When the sun goes down and the temperature begins to drop, that’s when Jenkins starts to slow down his activity and body temperature to get through the night. The bucket will be lowered even with the Farm Bureau Sign at about 15 feet so that he can reach an extension ladder in case of an emergency. Bright lights will shine on his bucket and “Cold for the Cause” sign for passersby to see. And honk at until about 3 a.m.

When it rains, the drops will pound against the plywood above him and echo loudly in his box. Jenkins does nothing more than drift in and out of sleep those two nights, his 6’1” frame lying on a 6-foot piece of plywood, 15 inches wide — hip to hip — bordered with cold metal poles on each end. 

“It’s pretty intense when your body slows down throughout the night to withstand those cold temperatures,” said Jenkins, who likened the experience to the chill one gets when you step into a newly framed out house in the winter. 

How it came about

Ten years ago, Jenkins got to brainstorming.

“I’ve been in Macon County my whole life,” said Jenkins. His father retired after 30 years in the North Carolina State Highway Patrol. His mother retired after 32 years at a local dentist office. Both his younger brothers and their families live in Macon County. His whole professional career has been spent in the community.

He thought, “I need to come up with some idea, some way to give back to the community.”

He got to talking to Joe Sanders, owner of J.R. Sanders Co. equipment rental, and together the two spawned the idea of withstanding the elements to raise awareness and donations for those who might be cold this winter. 

The first year, wind chills brought temperatures down to 9 below, Franklin Police officers and Macon County Sheriff’s deputies rapped on his box every few hours to make sure he was OK. By morning, an inch of ice was encrusted around his box from the condensation of his breathing, and the water pipes at his family’s home froze. 
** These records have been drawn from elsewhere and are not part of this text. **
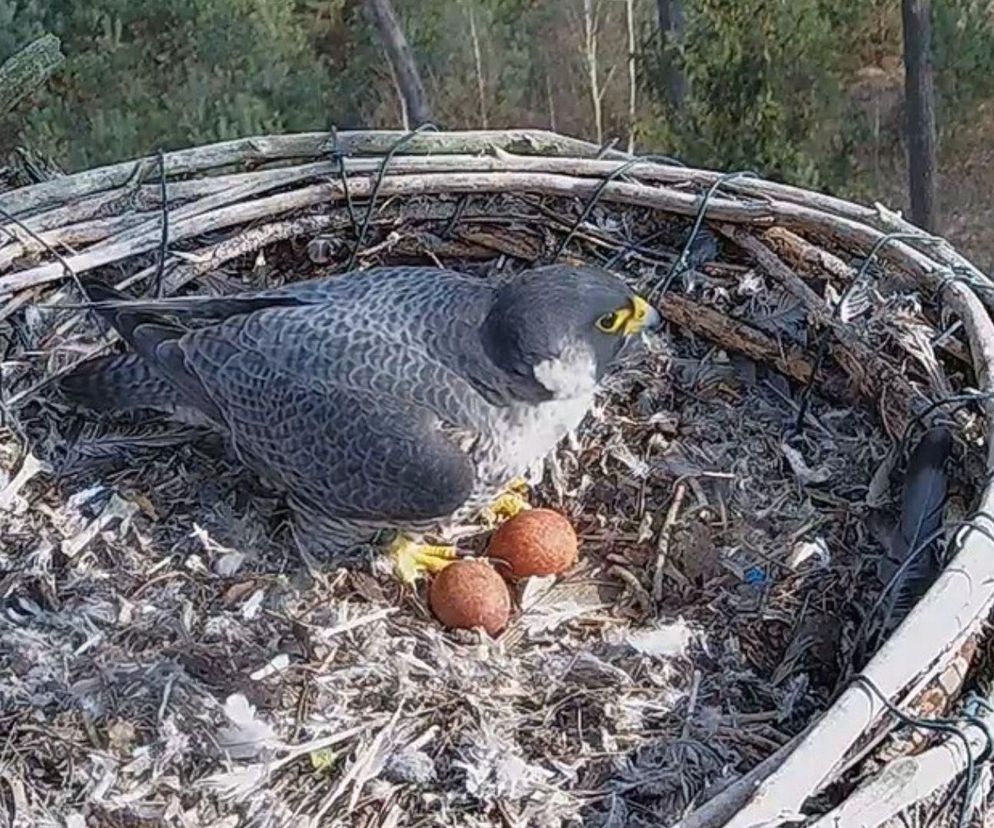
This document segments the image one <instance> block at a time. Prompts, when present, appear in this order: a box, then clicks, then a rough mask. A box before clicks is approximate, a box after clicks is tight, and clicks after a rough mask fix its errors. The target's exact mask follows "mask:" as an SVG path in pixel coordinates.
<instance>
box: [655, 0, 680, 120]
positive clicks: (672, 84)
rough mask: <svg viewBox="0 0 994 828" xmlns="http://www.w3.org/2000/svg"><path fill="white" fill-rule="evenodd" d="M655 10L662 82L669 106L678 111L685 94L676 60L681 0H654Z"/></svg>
mask: <svg viewBox="0 0 994 828" xmlns="http://www.w3.org/2000/svg"><path fill="white" fill-rule="evenodd" d="M656 12H657V15H658V17H659V36H660V38H662V48H663V60H664V69H663V73H664V77H663V84H664V86H665V87H666V96H667V98H668V100H669V104H670V106H672V107H673V109H674V110H676V111H677V112H679V111H681V110H682V109H683V102H684V99H685V98H686V96H687V79H686V78H685V77H684V75H683V70H682V69H681V68H680V65H679V62H678V60H677V52H678V49H679V46H680V44H681V43H683V0H656Z"/></svg>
“Of course, I was kind of stuck, I couldn’t do anything about it,” Jenkins recalls when he got the phone call from his wife that Saturday morning. He added, with a laugh: “So, I had to do some planning and phone calls from up in the box to get that taken care of.”
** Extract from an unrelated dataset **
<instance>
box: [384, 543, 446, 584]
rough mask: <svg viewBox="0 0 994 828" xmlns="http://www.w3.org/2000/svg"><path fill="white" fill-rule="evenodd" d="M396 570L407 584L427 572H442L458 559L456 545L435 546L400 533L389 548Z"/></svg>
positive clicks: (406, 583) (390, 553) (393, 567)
Nine years later, several hundred community members follow Jenkins’ Cold for a Cause Facebook page and write him messages of support throughout his 48 hours in the box.

“I personally try to respond to every single comment and thank every single person,” he said. “That’s what keeps me pumped and motivated.”

A community event 

“Every year, about two days before Thanksgiving, Joe’s phone rings,” Jenkins said of his annual phone call to Joe Sanders.
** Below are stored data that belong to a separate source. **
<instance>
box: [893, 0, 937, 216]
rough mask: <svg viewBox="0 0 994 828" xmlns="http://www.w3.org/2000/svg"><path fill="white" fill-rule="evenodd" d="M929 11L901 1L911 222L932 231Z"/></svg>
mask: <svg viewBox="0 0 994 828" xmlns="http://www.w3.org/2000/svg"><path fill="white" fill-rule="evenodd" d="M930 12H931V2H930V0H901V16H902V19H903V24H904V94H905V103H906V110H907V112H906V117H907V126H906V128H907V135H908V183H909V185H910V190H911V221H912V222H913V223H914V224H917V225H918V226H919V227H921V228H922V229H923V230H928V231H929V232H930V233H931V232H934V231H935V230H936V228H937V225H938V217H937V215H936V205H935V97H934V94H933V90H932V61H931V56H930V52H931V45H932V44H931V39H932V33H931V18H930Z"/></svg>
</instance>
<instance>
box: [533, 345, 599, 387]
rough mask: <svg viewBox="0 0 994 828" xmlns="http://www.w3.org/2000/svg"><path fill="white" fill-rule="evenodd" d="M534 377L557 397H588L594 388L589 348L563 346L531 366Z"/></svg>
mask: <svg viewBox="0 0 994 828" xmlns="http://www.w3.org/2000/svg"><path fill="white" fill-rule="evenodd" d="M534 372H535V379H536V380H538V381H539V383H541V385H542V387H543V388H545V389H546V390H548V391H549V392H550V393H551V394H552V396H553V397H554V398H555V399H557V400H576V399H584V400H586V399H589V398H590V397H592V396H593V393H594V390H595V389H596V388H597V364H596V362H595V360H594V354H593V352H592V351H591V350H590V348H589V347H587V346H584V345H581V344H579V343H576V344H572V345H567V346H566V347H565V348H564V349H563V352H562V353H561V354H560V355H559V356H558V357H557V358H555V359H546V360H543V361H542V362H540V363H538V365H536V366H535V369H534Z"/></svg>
“He always answers, ‘I’ve been waiting for your call,’” Jenkins adds. On that call, the two discuss the day in January for Cold for a Cause. “That way whatever comes about weather-wise is the luck of the draw.”

Community members tend to believe Jenkins selects the coldest weekend of the winter.

Local restaurants bring Jenkins breakfast, lunch and supper. Supporters bring him soup, chili, coffee and donuts, and children take photos with him.

“It’s a great cause. He’s very civic minded – a good fellow,” said Franklin Police Chief David Adams. “Our officers go by and check on him, make sure he’s okay.”

Since the beginning, Jenkins has had a personal goal of doing the event for ten years, so he could say he was able to do it for a decade.

“Last year was pretty tough, but I have to end on the 10th year,” he said, explaining how he views the event as an avenue for the community to give. 

 “What it really does is create a hum of neighbors helping neighbors because you know it’s going to help other families right here,” he said.

Reflecting on the donations, supporters and the movement he created, Jenkins underscores it’s not about self-promotion.

“It’s not my event, it’s the people of Macon County’s event,” he said. “If it wasn’t for them taking the time to donate, I would just be a guy sitting in a box.”